Of the 16 actions I have only one was bad off, too much (early) the lug on the bolt handle was gouging the PE cam. I re-cut the cam on that one. About the only time I worry about or check them is if a problem shows up.

Bill

sharpshooter
06-16-2008, 11:23 PM
Have'nt you guys heard of CARBIDE endmills??? The case runs about .015" deep, after that it is softer.

5 OClock Charlie
06-16-2008, 11:29 PM
Have'nt you guys heard of CARBIDE endmills??? The case runs about .015" deep, after that it is softer.

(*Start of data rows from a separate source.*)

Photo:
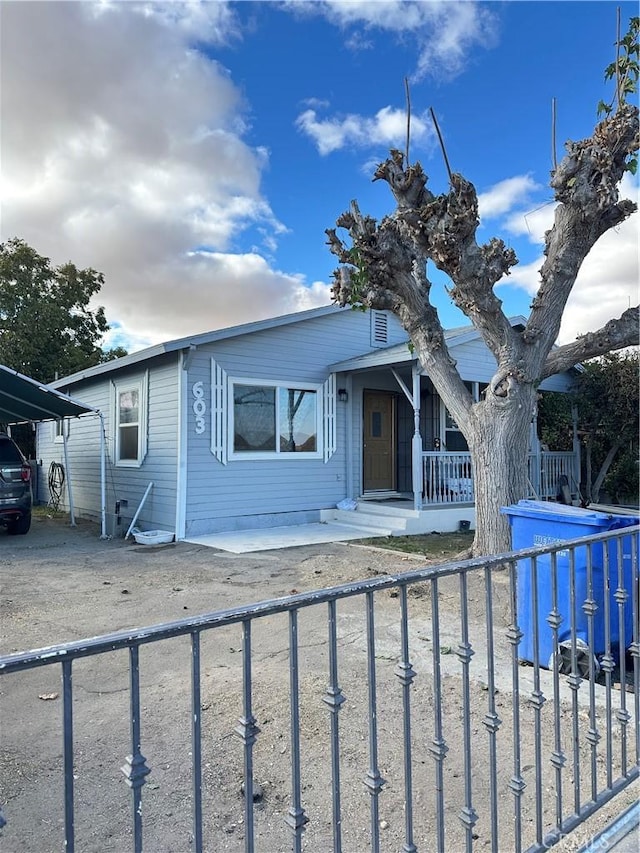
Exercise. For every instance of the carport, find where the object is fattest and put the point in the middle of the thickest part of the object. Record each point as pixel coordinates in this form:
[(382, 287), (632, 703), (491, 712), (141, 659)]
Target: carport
[(23, 400)]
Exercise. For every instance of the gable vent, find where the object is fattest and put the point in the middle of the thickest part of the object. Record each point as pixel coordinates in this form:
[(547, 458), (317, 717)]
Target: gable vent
[(379, 329)]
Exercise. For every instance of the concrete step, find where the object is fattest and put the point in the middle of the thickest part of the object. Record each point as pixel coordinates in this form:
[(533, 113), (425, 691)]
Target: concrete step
[(388, 509), (385, 525)]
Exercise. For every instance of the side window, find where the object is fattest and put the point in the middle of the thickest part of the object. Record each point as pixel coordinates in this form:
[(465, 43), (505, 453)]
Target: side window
[(60, 430), (129, 418), (272, 420)]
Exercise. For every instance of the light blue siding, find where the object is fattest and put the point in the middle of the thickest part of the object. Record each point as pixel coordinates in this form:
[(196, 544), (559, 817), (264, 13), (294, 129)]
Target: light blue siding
[(273, 491), (124, 485)]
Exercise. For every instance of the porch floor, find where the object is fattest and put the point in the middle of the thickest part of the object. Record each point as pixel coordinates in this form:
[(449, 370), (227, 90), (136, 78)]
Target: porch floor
[(269, 539)]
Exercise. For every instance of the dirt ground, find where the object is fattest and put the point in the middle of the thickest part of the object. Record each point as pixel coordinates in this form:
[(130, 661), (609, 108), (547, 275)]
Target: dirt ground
[(60, 584)]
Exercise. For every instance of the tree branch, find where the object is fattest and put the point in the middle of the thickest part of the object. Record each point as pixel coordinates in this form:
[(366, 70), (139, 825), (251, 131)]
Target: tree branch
[(614, 335)]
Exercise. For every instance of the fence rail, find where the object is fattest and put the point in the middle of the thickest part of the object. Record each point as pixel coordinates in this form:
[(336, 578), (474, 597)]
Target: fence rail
[(448, 476), (518, 664)]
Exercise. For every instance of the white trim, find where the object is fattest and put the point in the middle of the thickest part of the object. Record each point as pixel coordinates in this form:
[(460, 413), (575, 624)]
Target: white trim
[(329, 417), (273, 454), (182, 462), (219, 410), (141, 384)]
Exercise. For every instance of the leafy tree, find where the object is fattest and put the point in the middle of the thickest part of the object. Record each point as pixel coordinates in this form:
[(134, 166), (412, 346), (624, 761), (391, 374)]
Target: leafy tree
[(46, 326), (384, 266), (608, 400)]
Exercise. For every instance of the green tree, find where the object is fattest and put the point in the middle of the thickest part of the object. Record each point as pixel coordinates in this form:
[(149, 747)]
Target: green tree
[(384, 266), (46, 326), (608, 403)]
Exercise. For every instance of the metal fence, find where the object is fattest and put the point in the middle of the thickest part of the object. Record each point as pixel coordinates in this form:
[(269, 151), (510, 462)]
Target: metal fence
[(484, 704)]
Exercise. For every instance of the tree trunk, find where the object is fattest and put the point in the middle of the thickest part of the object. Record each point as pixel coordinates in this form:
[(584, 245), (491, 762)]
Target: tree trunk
[(498, 438)]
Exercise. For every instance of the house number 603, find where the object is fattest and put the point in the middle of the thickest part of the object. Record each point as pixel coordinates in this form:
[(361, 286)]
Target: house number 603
[(199, 406)]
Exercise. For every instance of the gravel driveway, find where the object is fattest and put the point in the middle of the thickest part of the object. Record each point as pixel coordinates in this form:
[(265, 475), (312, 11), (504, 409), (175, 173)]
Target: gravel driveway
[(61, 584)]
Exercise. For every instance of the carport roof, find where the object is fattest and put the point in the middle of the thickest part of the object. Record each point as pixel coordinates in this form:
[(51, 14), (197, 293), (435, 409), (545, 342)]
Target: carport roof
[(23, 399)]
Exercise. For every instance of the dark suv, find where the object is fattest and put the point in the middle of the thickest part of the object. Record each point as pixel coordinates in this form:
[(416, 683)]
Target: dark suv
[(15, 487)]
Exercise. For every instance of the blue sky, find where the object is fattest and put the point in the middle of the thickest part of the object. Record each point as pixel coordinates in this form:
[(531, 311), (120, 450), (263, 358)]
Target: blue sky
[(195, 153)]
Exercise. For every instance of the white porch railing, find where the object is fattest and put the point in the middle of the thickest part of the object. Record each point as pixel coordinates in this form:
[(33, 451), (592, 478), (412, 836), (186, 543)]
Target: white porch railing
[(448, 477), (553, 464)]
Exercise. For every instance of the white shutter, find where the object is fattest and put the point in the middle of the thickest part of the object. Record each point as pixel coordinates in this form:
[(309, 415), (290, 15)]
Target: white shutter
[(329, 417), (219, 409)]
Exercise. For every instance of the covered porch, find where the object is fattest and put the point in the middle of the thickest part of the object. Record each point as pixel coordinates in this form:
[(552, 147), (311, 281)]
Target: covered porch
[(408, 464)]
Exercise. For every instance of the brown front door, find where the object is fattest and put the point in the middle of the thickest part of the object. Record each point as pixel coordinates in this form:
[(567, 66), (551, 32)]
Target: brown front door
[(379, 456)]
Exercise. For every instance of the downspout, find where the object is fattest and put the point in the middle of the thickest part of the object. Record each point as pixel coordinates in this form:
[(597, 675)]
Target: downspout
[(577, 464), (183, 365), (66, 468), (416, 441), (413, 397), (103, 479), (350, 490)]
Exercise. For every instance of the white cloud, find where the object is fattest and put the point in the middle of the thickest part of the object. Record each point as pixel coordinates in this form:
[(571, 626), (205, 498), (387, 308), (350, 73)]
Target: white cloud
[(502, 197), (388, 127), (607, 283), (243, 288), (106, 162), (444, 33)]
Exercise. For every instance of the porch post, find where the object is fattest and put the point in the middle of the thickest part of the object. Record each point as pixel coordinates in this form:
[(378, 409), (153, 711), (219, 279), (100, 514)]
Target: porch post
[(416, 441), (577, 467), (535, 458)]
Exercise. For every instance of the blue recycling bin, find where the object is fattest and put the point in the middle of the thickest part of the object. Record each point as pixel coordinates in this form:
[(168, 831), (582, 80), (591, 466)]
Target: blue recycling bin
[(546, 523)]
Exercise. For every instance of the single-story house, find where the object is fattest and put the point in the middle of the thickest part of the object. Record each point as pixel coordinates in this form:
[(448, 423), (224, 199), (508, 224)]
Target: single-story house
[(274, 423)]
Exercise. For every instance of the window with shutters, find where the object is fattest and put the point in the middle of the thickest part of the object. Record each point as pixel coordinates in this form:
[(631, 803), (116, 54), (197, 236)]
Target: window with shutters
[(130, 421), (269, 419)]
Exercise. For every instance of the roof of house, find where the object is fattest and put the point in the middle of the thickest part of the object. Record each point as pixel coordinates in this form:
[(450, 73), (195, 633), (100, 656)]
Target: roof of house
[(192, 341), (397, 354), (402, 353)]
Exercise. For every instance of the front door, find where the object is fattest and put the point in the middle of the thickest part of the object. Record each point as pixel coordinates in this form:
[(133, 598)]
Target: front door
[(379, 455)]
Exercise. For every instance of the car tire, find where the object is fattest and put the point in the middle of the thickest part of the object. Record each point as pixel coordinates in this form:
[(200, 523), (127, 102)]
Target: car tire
[(20, 526)]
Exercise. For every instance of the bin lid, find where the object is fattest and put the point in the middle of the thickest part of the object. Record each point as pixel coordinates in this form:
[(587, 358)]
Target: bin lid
[(564, 513)]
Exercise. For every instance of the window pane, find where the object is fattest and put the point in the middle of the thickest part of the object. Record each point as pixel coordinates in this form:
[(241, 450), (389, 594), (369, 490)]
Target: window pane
[(376, 424), (128, 407), (129, 442), (297, 411), (254, 418)]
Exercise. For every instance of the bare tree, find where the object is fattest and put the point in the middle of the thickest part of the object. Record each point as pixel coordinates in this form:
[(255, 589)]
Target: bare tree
[(384, 267)]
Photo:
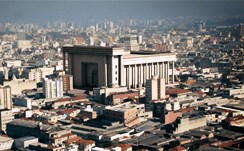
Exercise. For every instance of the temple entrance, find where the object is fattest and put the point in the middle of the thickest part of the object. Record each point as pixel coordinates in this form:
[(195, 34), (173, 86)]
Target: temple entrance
[(89, 72)]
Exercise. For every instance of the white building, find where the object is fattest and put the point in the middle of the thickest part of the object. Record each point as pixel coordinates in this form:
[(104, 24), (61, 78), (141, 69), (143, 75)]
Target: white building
[(53, 88), (24, 142), (24, 44), (237, 92), (102, 66), (13, 63), (18, 85), (39, 73)]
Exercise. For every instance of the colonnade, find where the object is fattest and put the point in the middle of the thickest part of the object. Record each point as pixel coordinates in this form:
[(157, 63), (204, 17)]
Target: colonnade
[(137, 74)]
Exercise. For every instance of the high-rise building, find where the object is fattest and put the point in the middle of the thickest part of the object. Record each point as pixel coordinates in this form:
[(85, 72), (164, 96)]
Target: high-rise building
[(67, 82), (241, 28), (131, 43), (155, 88), (53, 87), (5, 97), (6, 116), (21, 35)]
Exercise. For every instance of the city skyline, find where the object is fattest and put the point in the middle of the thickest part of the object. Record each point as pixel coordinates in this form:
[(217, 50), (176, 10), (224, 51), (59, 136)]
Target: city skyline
[(83, 11)]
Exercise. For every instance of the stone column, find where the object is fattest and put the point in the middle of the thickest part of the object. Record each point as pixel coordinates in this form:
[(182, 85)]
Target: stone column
[(130, 76), (105, 71), (141, 74), (167, 72), (64, 62), (163, 69), (173, 74), (152, 71)]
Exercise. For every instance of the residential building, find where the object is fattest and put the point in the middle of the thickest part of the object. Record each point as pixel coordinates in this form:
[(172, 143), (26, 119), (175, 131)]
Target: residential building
[(53, 87), (155, 88), (5, 97), (6, 116), (67, 82), (6, 143)]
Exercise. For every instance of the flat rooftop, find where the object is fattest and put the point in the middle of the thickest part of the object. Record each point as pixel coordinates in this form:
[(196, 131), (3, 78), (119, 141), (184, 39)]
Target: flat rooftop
[(123, 107)]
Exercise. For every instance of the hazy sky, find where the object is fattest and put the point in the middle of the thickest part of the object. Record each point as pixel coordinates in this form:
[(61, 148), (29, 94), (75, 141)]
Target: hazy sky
[(82, 11)]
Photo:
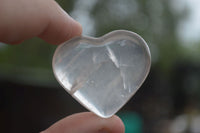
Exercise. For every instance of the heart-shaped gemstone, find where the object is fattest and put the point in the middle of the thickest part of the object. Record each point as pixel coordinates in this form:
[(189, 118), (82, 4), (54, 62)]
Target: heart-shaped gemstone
[(102, 73)]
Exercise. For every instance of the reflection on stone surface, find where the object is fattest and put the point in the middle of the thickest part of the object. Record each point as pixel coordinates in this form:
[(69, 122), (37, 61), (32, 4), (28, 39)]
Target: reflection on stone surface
[(102, 77)]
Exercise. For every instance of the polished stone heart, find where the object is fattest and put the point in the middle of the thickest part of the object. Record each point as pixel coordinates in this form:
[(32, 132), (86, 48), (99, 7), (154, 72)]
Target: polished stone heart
[(102, 73)]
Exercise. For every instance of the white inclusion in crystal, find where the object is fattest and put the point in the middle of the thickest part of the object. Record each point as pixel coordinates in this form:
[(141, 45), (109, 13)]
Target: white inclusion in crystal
[(115, 61), (123, 43), (112, 57), (84, 101)]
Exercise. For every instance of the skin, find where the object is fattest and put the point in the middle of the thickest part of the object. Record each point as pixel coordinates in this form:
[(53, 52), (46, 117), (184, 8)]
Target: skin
[(24, 19)]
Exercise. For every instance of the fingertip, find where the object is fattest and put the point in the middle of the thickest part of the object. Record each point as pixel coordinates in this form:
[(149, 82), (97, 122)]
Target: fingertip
[(60, 26)]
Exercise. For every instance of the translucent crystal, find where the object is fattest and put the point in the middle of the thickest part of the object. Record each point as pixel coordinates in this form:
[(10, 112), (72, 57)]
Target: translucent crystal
[(102, 73)]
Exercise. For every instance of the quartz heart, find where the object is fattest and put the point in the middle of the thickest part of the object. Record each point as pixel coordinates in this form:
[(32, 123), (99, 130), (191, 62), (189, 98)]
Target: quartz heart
[(103, 73)]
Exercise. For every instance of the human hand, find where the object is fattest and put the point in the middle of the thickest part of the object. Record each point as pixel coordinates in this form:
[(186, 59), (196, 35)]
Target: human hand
[(87, 122), (24, 19)]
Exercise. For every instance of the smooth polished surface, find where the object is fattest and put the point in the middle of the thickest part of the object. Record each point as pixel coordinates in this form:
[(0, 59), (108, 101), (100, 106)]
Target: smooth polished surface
[(103, 73)]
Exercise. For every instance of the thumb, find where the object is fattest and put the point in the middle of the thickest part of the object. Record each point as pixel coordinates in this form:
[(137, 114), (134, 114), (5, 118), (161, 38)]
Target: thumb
[(30, 18), (60, 26), (87, 123)]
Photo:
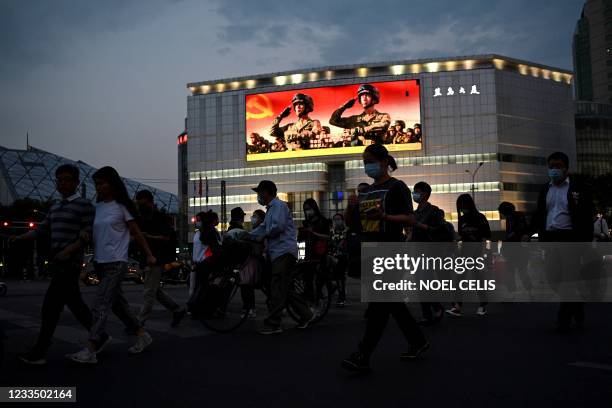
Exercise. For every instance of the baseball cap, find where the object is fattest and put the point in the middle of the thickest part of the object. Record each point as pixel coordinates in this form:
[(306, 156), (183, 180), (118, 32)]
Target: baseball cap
[(237, 213), (266, 185)]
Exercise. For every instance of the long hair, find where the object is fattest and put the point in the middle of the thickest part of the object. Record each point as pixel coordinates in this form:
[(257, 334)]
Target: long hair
[(119, 191), (466, 202), (311, 202)]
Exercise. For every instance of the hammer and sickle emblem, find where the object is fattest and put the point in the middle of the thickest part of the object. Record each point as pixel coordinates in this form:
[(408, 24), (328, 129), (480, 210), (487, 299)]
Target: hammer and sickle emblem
[(258, 107)]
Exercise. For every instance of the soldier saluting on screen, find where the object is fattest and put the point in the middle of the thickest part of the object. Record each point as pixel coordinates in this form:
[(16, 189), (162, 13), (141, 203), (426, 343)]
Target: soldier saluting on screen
[(370, 124), (297, 135)]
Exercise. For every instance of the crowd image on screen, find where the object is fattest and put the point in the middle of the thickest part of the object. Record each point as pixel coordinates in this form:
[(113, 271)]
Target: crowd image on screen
[(306, 132)]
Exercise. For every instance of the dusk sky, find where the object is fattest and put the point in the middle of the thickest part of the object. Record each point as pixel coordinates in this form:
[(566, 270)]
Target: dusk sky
[(105, 82)]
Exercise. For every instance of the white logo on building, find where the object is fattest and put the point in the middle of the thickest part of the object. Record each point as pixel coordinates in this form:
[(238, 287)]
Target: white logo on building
[(450, 91)]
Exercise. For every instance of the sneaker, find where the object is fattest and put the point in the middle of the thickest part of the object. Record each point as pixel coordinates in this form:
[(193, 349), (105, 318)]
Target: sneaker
[(356, 362), (105, 341), (250, 314), (454, 311), (33, 357), (142, 343), (414, 352), (177, 317), (85, 356), (307, 323), (271, 330)]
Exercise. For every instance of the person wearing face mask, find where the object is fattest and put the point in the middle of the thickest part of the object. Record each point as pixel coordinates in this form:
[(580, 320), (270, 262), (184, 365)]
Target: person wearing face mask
[(197, 255), (338, 251), (253, 268), (563, 214), (159, 235), (429, 219), (315, 235), (385, 208), (279, 232), (473, 227), (209, 246)]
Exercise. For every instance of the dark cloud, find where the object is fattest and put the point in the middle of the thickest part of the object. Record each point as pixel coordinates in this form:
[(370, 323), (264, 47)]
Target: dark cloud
[(38, 32), (368, 31)]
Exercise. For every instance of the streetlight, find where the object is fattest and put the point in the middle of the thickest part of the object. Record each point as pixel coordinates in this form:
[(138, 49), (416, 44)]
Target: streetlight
[(473, 173)]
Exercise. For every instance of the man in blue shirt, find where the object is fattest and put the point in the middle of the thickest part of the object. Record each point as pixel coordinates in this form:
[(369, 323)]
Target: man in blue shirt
[(279, 231)]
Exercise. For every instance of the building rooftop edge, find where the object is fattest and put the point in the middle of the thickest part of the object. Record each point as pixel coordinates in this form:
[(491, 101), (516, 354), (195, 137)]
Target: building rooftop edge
[(480, 57)]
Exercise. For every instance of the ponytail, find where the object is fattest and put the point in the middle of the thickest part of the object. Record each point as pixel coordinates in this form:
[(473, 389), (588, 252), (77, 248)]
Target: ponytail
[(380, 152)]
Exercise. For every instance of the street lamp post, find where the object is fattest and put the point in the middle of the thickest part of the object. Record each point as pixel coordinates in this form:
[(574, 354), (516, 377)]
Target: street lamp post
[(473, 173)]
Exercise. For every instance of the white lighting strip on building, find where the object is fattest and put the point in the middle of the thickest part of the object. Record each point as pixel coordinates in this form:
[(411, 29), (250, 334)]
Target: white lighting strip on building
[(431, 160), (258, 171), (435, 188)]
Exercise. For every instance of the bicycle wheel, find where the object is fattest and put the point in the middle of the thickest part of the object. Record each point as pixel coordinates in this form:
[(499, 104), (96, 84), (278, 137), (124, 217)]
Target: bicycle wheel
[(315, 289), (222, 309)]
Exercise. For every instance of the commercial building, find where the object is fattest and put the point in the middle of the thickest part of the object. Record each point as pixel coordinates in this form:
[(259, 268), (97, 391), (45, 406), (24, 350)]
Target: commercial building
[(488, 123), (592, 51)]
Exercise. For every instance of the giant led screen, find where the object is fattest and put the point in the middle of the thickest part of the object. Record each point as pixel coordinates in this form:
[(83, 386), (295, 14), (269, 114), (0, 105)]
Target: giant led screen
[(333, 120)]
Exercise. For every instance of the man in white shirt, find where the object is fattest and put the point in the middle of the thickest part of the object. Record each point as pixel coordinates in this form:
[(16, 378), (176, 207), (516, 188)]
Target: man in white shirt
[(564, 214)]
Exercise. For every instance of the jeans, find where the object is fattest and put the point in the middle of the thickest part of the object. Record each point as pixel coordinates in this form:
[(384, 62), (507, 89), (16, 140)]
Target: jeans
[(63, 291), (109, 296), (378, 316), (153, 292), (283, 293)]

;D Guess I'm a cheap SOB ! I'll pick up a carbide end mill and try again, Thanks Fred :)

PEI Rob
06-17-2008, 05:39 PM
I must confess the mill I use on occasion isn't in my shop. :'(

Otherwise yes, my lathe tooling is kennametal. A bud gave me a bucket full of various solid carbide bars, many with coolant through.

Cheers

5 OClock Charlie
07-10-2008, 06:56 PM
;D
I just thought I'd update, the carbide end mill worked perfectly ! Primary extraction now at 0.076" . Here's a photo of the setup for milling:
http://i194.photobucket.com/albums/z17/5_O_Clock_Charlie/Image00001.jpg

And here's a photo the end of the bolt body after milling:

http://i194.photobucket.com/albums/z17/5_O_Clock_Charlie/Image00002.jpg

I have to say, this site is a great source of information !

;D ;D ;D

hifly78
06-06-2010, 08:03 PM
Thanks for your link to this post. Here are pictures of the shims that I installed. 0.031" inch. Works great.

Shim on rear baffle
http://i759.photobucket.com/albums/xx232/hifly78/Savage/CopyofDSC_2241.jpg

Shim up close
http://i759.photobucket.com/albums/xx232/hifly78/Savage/CopyofDSC_2242.jpg

This is the link back describing what I did.
http://savageshooters.com/SavageForum/index.php/topic,33335.msg237727.html#msg237727

I didn't know it was even called primary extraction. I might have found this in a search if I knew that.